あたしの舌は、お肉の良し悪しなんてわからない

七緒ナナオ

🍖🍖🍖

 あたしの舌は、お肉の良し悪しなんてわからない。


 スーパーで売ってるちょっといいお肉も、そこそこのお肉も、どんなお肉でも美味しく食べられる。

 食べたことのある高級肉といえば、焼き肉チェーン店のスペシャルメニューに載っているお肉くらい。A5国産黒毛和牛のステーキなんて、食べたことはない。


 とろけるようなお肉って、それ、本当にお肉なの?


 あたしが思うお肉は、舌や喉で味わうような肉じゃない。肉の繊維を噛みちぎり、口腔内と歯とで味わうお肉のことだ。

 焼き加減は、カリカリに焼いて欲しい。硬くたって、構わない。いや、硬すぎるのは困るけど。


 こんなあたしが思う最高の肉。

 それは、雲ひとつないカンカン照りの暑い日に、ジュウジュウと肉の脂や水分が溶けて蒸発しながら焼ける音と匂いを撒き散らし、塊肉を串に刺して鉄板なんかで焼いて販売している屋台の肉だ。


 あの空腹を刺激する魅惑の香り。胃袋というよりは、鼻腔の奥から湧き出す食欲。

 あたしは、暑い夏の日に出ている塊肉を焼いている屋台の誘惑に勝てた試しがない。

 ぼたぼたと汗を流しながら屋台に並び、味のついた煙がけぶる屋台の前で、ただひたすらに肉が焼けるのを待つ。

 塩と胡椒が肉の脂と混じり、焼けてゆく。あの匂いが立つ瞬間が、たまらない。


 ——これ、絶対に美味いやつ。


 という確信が持てる瞬間だからだ。

 そうして肉が焼けると、屋台のおっちゃんが——稀におばちゃんが——串に刺さった肉を、カリカリに焼けて水分も脂も飛んでしまった肉の塊を、手渡してくれるのだ。


 ——すぐに食べるから、いいよ。


 だなんて言って、紙も皿も貰わない。それがあたしの流儀。

 手渡されたらガブリと噛んで、口の中へ入れてしまうから。

 念入りに焼かれたお肉は、ジューシーさの欠片もない。あるのはただ、カリカリとした小気味よい食感と、濃すぎる塩と胡椒の味。そして、焼けた肉の繊維の味だ。

 これが最高に美味しい。少なくともあたしは最高だと思ってる。


 塊肉の串を文字通り食べ歩きながらあたしが次に向かうのは、アルコールを提供している屋台。


 はちゃめちゃに暑い日、それも真っ昼間。


 右手には塊肉が刺さった串、残る左手が持つものは、当然お酒だ。

 肉に合うお酒は果てしない。挙げればキリもない。

 だから各々、好きなお酒を飲めばいいけど、あたしが選ぶのはキューバ・リブレ。ラム酒とコーラを混ぜたカクテルだ。


 比率なんて、どうでもいい。

 コップをひとつ。ラム酒を適当に好きなだけ。あとはコーラが溢れない程度に注げばいい。仕上げに絞るのは、ライムでもレモンでも、どちらでも。別になくたっていい。
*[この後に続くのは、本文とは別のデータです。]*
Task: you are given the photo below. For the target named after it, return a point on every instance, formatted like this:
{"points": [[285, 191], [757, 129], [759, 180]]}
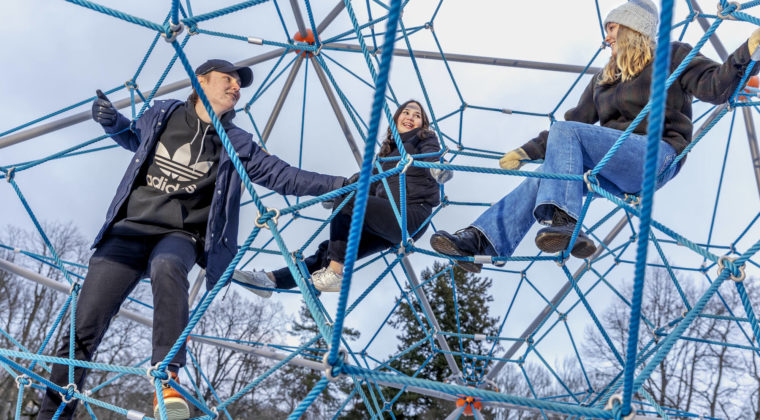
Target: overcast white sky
{"points": [[57, 53]]}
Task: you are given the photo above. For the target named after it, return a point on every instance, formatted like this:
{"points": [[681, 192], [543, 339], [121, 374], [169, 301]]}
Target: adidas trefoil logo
{"points": [[180, 173]]}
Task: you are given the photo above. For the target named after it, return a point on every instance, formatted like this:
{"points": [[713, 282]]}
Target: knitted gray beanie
{"points": [[639, 15]]}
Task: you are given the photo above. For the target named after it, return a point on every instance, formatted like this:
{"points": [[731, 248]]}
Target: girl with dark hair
{"points": [[381, 229], [614, 97]]}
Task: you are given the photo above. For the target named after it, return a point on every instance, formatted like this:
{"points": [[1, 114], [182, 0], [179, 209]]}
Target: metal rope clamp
{"points": [[611, 406], [22, 380], [69, 395], [590, 179], [75, 287], [263, 225], [9, 174], [722, 266], [728, 16], [175, 29], [329, 368], [150, 374], [407, 164], [402, 248], [130, 84]]}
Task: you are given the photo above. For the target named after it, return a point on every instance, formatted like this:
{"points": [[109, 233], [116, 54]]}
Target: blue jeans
{"points": [[572, 148]]}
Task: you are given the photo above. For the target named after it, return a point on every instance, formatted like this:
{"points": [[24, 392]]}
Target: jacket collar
{"points": [[226, 118]]}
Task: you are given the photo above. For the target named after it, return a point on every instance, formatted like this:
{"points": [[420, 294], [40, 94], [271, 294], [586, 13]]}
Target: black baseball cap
{"points": [[246, 74]]}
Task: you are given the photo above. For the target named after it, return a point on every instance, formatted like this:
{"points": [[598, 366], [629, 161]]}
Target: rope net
{"points": [[546, 304]]}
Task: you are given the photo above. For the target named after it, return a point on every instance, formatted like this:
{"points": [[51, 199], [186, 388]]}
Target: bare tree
{"points": [[226, 372], [702, 372]]}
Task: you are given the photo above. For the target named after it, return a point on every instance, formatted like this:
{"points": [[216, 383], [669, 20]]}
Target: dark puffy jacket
{"points": [[616, 105], [222, 229], [421, 187]]}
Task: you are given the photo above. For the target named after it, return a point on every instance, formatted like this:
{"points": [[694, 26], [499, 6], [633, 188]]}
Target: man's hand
{"points": [[103, 112], [513, 160], [754, 41]]}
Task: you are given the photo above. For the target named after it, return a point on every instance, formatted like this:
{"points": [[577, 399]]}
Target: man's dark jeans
{"points": [[115, 269]]}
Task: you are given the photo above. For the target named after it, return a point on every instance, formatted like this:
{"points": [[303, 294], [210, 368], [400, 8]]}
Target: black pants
{"points": [[115, 269], [380, 231]]}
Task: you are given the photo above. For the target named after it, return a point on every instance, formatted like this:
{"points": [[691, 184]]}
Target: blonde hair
{"points": [[634, 52]]}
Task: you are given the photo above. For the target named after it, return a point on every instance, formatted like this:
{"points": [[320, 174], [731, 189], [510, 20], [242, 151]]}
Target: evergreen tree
{"points": [[472, 299], [296, 382]]}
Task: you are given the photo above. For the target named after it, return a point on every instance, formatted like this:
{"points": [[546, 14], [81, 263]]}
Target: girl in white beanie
{"points": [[613, 98]]}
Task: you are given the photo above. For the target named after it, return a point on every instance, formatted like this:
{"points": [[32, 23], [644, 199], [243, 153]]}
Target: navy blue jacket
{"points": [[222, 229]]}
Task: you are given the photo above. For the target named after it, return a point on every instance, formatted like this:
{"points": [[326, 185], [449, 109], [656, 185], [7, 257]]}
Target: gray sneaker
{"points": [[326, 280], [258, 279]]}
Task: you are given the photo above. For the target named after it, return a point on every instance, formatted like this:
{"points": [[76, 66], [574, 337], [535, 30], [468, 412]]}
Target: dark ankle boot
{"points": [[463, 243], [556, 238]]}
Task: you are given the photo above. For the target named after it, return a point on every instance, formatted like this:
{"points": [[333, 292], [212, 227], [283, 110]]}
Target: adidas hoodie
{"points": [[174, 189]]}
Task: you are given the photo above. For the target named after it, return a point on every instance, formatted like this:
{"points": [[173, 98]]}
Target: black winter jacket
{"points": [[421, 187], [616, 105]]}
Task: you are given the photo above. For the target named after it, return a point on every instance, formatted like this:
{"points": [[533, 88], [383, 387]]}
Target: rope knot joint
{"points": [[22, 380], [71, 389], [332, 372], [171, 32], [736, 272], [726, 14], [270, 214]]}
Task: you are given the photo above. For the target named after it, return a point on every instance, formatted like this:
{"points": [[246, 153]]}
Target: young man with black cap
{"points": [[177, 205]]}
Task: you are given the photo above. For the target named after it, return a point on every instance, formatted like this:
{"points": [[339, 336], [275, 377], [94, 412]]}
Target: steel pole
{"points": [[77, 118], [299, 18], [472, 59]]}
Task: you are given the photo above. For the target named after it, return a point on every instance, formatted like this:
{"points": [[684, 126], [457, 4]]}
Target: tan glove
{"points": [[513, 160], [754, 41]]}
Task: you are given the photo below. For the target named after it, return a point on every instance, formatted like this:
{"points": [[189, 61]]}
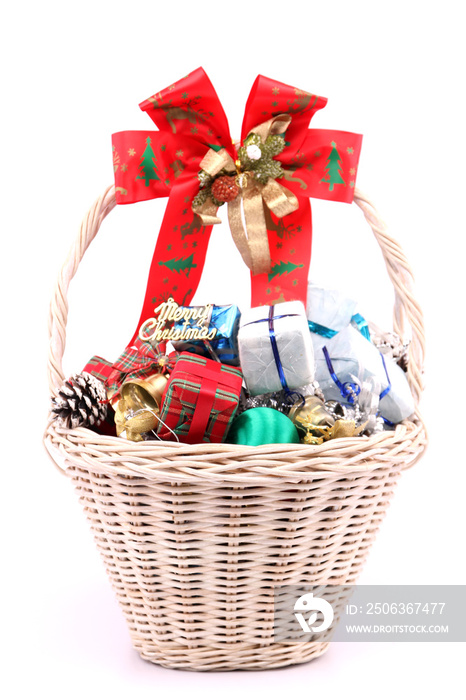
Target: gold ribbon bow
{"points": [[253, 244]]}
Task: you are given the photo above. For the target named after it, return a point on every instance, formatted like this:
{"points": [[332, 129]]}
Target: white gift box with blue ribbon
{"points": [[275, 348]]}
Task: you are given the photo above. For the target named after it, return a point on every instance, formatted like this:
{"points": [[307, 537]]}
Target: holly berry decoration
{"points": [[81, 402], [224, 188]]}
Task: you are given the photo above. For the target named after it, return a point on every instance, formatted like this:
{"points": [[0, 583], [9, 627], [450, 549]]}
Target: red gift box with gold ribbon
{"points": [[200, 400]]}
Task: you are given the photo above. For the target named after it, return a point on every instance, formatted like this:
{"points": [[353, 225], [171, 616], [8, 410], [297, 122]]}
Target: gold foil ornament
{"points": [[138, 410], [342, 428], [133, 422], [311, 412]]}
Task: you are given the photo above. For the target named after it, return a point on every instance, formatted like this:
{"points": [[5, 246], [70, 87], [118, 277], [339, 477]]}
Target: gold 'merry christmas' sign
{"points": [[189, 323]]}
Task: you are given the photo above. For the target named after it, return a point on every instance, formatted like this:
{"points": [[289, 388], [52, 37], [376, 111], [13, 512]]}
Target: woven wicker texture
{"points": [[195, 537]]}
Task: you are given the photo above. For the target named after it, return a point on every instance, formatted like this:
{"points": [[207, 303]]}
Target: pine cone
{"points": [[224, 188], [81, 402]]}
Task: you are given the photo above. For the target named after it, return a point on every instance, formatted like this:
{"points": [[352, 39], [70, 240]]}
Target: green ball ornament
{"points": [[262, 426]]}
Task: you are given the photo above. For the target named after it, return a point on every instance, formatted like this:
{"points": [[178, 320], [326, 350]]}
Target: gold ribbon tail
{"points": [[254, 248]]}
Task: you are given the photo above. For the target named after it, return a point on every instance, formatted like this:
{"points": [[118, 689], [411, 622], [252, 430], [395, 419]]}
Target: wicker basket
{"points": [[195, 537]]}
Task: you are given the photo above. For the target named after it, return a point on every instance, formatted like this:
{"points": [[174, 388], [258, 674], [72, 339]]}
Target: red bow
{"points": [[149, 164]]}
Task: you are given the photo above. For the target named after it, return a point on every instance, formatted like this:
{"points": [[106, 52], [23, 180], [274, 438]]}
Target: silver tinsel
{"points": [[391, 345]]}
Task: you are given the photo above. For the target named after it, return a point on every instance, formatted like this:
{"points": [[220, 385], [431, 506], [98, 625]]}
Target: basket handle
{"points": [[399, 271]]}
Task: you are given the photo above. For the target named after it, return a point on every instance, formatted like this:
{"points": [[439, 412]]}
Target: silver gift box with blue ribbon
{"points": [[275, 348]]}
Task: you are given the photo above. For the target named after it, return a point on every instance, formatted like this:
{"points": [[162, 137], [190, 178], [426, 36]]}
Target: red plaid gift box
{"points": [[200, 400]]}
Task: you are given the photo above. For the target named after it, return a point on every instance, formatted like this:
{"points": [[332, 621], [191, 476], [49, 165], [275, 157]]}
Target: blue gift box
{"points": [[225, 319]]}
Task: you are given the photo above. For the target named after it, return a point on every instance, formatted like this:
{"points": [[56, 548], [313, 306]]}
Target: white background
{"points": [[72, 75]]}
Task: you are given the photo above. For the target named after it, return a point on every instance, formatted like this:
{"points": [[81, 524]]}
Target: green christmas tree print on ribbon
{"points": [[281, 268], [148, 168], [333, 168], [180, 264]]}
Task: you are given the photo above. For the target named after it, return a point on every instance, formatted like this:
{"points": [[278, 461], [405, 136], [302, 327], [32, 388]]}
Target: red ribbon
{"points": [[150, 164]]}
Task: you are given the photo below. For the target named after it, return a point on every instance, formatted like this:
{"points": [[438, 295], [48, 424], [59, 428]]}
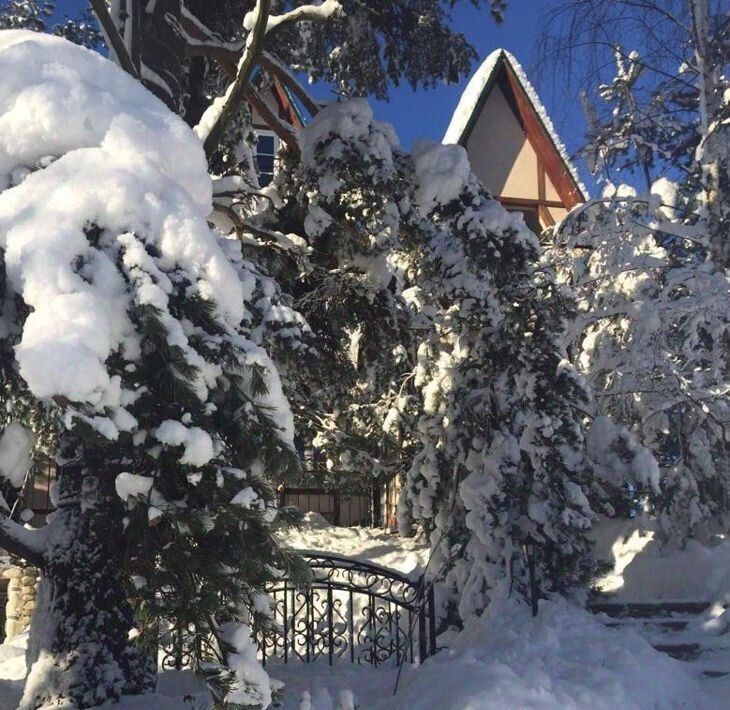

 適当なキューバ・リブレを受け取って、ようやくあたしは完璧な状態になった。


 右手には塊肉が刺さった串、左手には適当に作られたキューバ・リブレ。

 天上は青く、ギラギラ輝く太陽が容赦なく熱を叩きつけてくる。

 地上のアスファルトがその熱を受けて、鉄板みたいな熱さを発している。


 その間で焼かれるあたしは、すでに念入りに焼き尽くした肉にかぶりついて、アルコール度数が高すぎるキューバ・リブレをあおって酔う。


 適度にお酒が回ってくるとケラケラ笑い出してしまうのはご愛嬌。こんな暑い日なのだから、肉にかぶりついて酒に酔い、笑って過ごすのが最適解だ。




 そんな世界に、あたしはいた。




 もう、コーラは手に入らない。ラム酒はかろうじて似たようなお酒がある。気安く手に入るのはお肉だけ。

 でも、牛も豚も鳥も羊も馬さえも、似たような動物はいるけれど同じじゃない。味が微妙に違うのだ。


 塩と胡椒が存在したのは幸いだった。

 肉の味が違えども、偉大なる塩と胡椒のおかげで、どうにか美味しいと思えるお肉を食べている。


 あたしは、かつて夏の日にかぶりついた塊肉の串焼きと、一緒に飲み干したキューバ・リブレの味を思い出しながら、滴る唾液をじゅるりと啜った。


「行こう、お肉が待っている」


 そうして腰に装着した鞘から大振りのナイフを引き抜くと、眼前にします牛型魔獣モンスターに向かって駆けてゆく。


「どうか、あの日食べた串焼きの味を再現できるお肉でありますように!」


 あたしは、いつの日かコーラも含めてあの思い出の味を再現することを夢見て、今日も今日とて転移してしまった異世界で、お肉とコーラのために魔獣モンスターを狩るのである。